As an Anoka High School student from 1961 to 1964, Bob Fenwick was Editor-in-Chief of “Anokahi”, AFS Finalist, National Honor Society and National Athletic Scholarship Society Fellow, Merit Fellow and Graduate of ‘honor. He was also an accomplished singer and achieved seven “A” ratings at State Music Contests.

Bob earned seven athletic letters, including two in football, two in basketball and three in baseball. He was a leader on two state basketball tournament teams. Bob led Anoka’s baseball team to the state consolation championship in 1963, reached 0.600 in 1964, and was made a statewide member in 1963 and 1964. Bob continued to play in baseball at the University of Minnesota and eventually in the major leagues.

Bill Leach taught English at Anoka High School for 32 years, including 20 as a department head. Over the course of his career, he has served on numerous district committees and program writing teams and has held roles ranging from one-act game director to assistant baseball coach to awards night moderator. Bill was also a Sports Equipment Manager and Game Night Venue Manager for many years. In 1999, he received the Teacher Outstanding Performance Award from the Anoka-Hennepin School District. His tireless dedication to Anoka’s athleticism led him to become an honorary member of the Anoka High School Lettermen’s Club in 2006.

Bill has also been the “voice of Anoka Tornadoes”, announcing all but four home football games since 1978, men’s basketball for over 30 years, baseball since the opening of the new Castle Field, and occasionally for boys and girls. gymnastics and Anoka dance team. He also advertised for the Anoka Marching Band at prominent professional sporting events.

Ambassador Erica Barks-Ruggles (1985)

Ambassador Erica Barks-Ruggles is a career active-duty diplomat with 30 years of service in the United States Diplomatic Corps. She was honored to represent the American people on four continents. Ambassador Barks-Ruggles grew up in Anoka and was a Major in her Anoka High School class in 1985. She graduated with honors from Swarthmore College and holds an MA with Honors from National Defense University. Ambassador Barks-Ruggles was a varsity swimmer in high school and college, athletics, played the French horn in a college band and orchestra, and participated in the Debate Club.

Currently Ambassador Barks-Ruggles is the senior official in the Office of International Organization Affairs (IO) at the Department of State in Washington, DC.
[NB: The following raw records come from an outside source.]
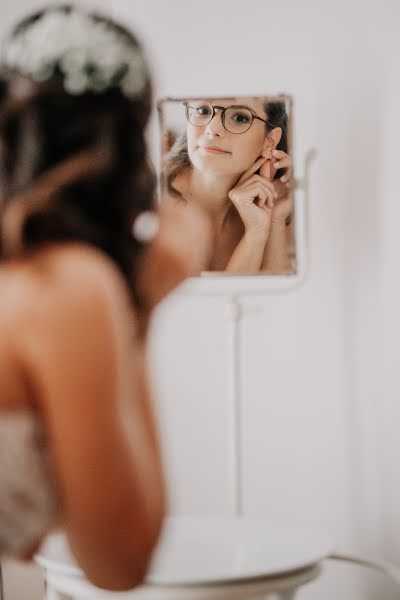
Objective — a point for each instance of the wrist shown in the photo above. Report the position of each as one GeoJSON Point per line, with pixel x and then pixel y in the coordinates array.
{"type": "Point", "coordinates": [257, 236]}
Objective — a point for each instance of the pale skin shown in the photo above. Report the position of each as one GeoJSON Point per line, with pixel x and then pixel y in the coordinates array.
{"type": "Point", "coordinates": [249, 210]}
{"type": "Point", "coordinates": [73, 350]}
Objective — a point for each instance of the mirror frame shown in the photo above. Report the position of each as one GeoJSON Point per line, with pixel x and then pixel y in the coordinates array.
{"type": "Point", "coordinates": [216, 283]}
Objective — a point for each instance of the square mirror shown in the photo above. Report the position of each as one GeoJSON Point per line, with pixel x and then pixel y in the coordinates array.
{"type": "Point", "coordinates": [232, 157]}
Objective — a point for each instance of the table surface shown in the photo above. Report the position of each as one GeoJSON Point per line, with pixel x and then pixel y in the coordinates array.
{"type": "Point", "coordinates": [203, 550]}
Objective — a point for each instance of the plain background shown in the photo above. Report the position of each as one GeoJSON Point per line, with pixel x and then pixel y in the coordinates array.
{"type": "Point", "coordinates": [320, 365]}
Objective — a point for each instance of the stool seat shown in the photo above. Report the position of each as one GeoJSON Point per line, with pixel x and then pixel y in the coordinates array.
{"type": "Point", "coordinates": [205, 557]}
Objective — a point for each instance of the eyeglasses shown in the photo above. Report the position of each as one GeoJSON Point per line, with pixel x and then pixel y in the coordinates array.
{"type": "Point", "coordinates": [235, 119]}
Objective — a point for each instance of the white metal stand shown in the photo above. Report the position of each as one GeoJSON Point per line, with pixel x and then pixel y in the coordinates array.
{"type": "Point", "coordinates": [236, 313]}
Megan Manthe wrote 13 times in Anoka High School. As a cross country runner, she earned five college letters, was selected as a team captain for the junior and senior seasons, was five times in all conferences (three times conference champion) and was four times in all sections (two-section time champion). She still holds the Anoka High School 4K record.

In basketball, Megan got four letters and was selected as the team’s captain. She has been a selection of all conferences twice.

In athletics as a specialist in the 400-meter, 800-meter and relay, she earned four college letters, was 12-time all-conference champion, 10-time all-section champion, and eight-time all-state champion. In 1999, she was the anchor of the 4×400-meter relay team that won the state record and set an academic record. She led Anoka High School to the state championship in 2000. Megan was state champion in the state record individual 800-meter and 4×800-meter relay team in her senior season.

Megan also obtained four academic letters and a cumulative grade point average of 4.6 in 2001.

Megan received a full scholarship to cross-country and track teams from the University of Kansas, where she won four Big 12 All-Conference awards. Academic All-American, she obtained a 4.0 GPA in biochemistry.

Megan received her medical degree from the University of Kansas School of Medicine, completed her residency in orthopedic surgery at the University of Florida, and received further training from the Mayo Clinic in complex arthroplasty surgery from the hip and knee. She is currently among the 2% of orthopedic arthroplasty surgeons nationwide who are women.